Operator is a Rails 3 plugin that simplifies sending and receiving messages to and from transmitter.
Publishers are used to publish messages to a transmitter server. They are very simple classes that are inherited from the Operator::Publisher class. When writing a publisher, you only need to define the queue and the message.
# The ArticleCreatedPublisher notifies all connected sites that an article
# has just been created
class ArticleCreatedPublisher < Operator::Publisher
publishes_to :created_articles
def initialize(article)
self.message = { :article_id => article.id }
end
end
Subscribers are used to process messages that are received. If you create a subscriber, it will get it's own URL. The route to this URL will be created for you automatically.
The URL generation is really simple.

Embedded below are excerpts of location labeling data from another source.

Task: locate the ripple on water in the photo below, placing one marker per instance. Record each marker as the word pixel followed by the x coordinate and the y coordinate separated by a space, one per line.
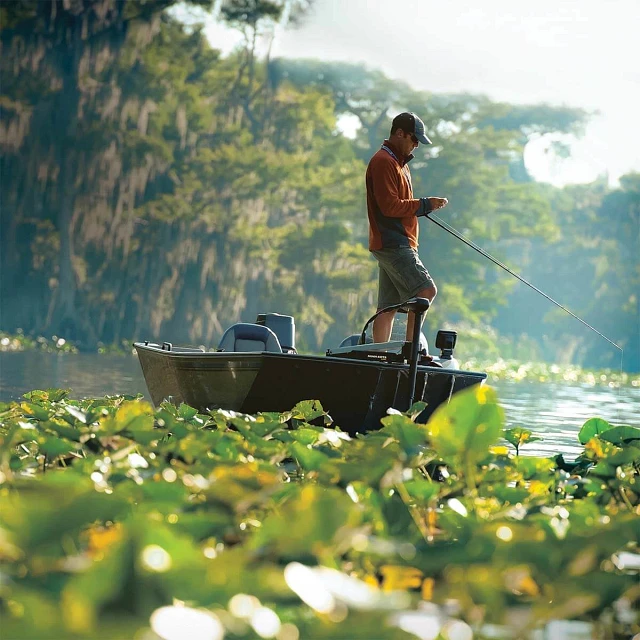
pixel 554 412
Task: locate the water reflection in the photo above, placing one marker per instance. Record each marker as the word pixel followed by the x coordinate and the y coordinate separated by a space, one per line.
pixel 553 411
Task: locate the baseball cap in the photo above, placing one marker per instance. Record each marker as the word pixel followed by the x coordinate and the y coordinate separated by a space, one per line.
pixel 410 123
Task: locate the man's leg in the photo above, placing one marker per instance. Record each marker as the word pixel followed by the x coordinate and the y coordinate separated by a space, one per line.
pixel 429 293
pixel 382 326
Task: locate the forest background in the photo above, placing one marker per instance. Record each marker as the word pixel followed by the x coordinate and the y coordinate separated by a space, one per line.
pixel 151 188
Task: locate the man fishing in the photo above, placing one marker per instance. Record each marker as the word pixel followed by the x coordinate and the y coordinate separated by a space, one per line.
pixel 393 223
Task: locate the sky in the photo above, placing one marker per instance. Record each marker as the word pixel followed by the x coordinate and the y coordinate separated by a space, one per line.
pixel 582 53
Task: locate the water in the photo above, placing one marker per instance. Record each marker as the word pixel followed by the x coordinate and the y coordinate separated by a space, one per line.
pixel 555 412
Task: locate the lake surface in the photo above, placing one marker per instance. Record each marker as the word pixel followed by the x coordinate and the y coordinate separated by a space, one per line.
pixel 555 412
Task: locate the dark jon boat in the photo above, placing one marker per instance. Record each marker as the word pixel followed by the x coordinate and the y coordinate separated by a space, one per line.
pixel 256 368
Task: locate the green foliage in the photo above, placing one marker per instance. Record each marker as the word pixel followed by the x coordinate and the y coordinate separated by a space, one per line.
pixel 118 518
pixel 155 189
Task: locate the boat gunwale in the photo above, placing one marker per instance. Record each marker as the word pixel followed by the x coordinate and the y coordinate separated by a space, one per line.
pixel 261 355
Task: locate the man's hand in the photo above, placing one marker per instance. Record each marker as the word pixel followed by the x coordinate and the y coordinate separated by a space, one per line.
pixel 437 203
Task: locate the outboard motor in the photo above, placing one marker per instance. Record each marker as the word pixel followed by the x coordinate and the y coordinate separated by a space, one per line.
pixel 283 326
pixel 446 342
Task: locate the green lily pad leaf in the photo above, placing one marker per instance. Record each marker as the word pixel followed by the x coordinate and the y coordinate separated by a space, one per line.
pixel 592 428
pixel 519 436
pixel 186 412
pixel 534 467
pixel 465 428
pixel 54 447
pixel 35 410
pixel 622 435
pixel 62 430
pixel 410 436
pixel 422 490
pixel 134 419
pixel 308 410
pixel 308 458
pixel 78 414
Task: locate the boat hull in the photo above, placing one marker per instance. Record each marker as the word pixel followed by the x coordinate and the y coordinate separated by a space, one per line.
pixel 356 393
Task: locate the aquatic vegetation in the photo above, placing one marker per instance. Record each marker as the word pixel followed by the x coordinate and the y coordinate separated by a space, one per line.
pixel 118 518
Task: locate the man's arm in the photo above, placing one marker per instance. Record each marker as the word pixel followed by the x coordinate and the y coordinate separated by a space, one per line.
pixel 385 190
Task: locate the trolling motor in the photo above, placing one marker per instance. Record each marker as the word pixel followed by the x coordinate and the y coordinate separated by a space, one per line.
pixel 419 306
pixel 446 342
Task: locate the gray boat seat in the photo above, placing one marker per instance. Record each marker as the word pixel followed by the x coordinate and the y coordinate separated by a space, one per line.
pixel 244 336
pixel 354 339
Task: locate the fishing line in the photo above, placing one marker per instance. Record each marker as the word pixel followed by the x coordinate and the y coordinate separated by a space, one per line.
pixel 443 225
pixel 497 262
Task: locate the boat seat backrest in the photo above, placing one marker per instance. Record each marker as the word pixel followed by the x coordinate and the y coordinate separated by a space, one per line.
pixel 244 336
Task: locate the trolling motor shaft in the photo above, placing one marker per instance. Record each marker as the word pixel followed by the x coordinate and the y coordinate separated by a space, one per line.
pixel 419 307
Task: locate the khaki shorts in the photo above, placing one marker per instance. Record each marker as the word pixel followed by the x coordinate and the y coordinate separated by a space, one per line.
pixel 402 275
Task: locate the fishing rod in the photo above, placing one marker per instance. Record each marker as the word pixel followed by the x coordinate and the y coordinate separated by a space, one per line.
pixel 482 252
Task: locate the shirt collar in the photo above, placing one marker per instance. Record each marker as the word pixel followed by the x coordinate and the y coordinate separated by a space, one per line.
pixel 402 159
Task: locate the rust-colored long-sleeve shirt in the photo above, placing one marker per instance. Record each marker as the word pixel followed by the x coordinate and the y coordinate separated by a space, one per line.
pixel 390 203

A subscriber called ArticleSubscriber
will get the URL /operator/subscribers/article_subscriber
. You will need
to configure transmitter to send the messages to this URL.
# The ArticleSubscriber responds to article creation notifications and
# creates headlines that link to the article on a connected site.
class ArticleSubscriber < Operator::Subscriber
subscribes_to :created_articles
def process(message)
url = "http://localhost:3000/articles/#{message[:article_id]}.json"
body = open(url).read
json = JSON.parse(body)
Headline.create!(
title: json[:title],
summary: json[:summary],
url: "http://localhost:3000/articles/#{message[:article_id]}.html"
)
end
end
- Fork the project.
- Make your feature addition or bug fix.
- Add tests for it. This is important so I don't break it in a future version unintentionally.
- Commit, do not mess with rakefile, version, or history. (if you want to have your own version, that is fine but bump version in a commit by itself I can ignore when I pull)
- Send me a pull request. Bonus points for topic branches.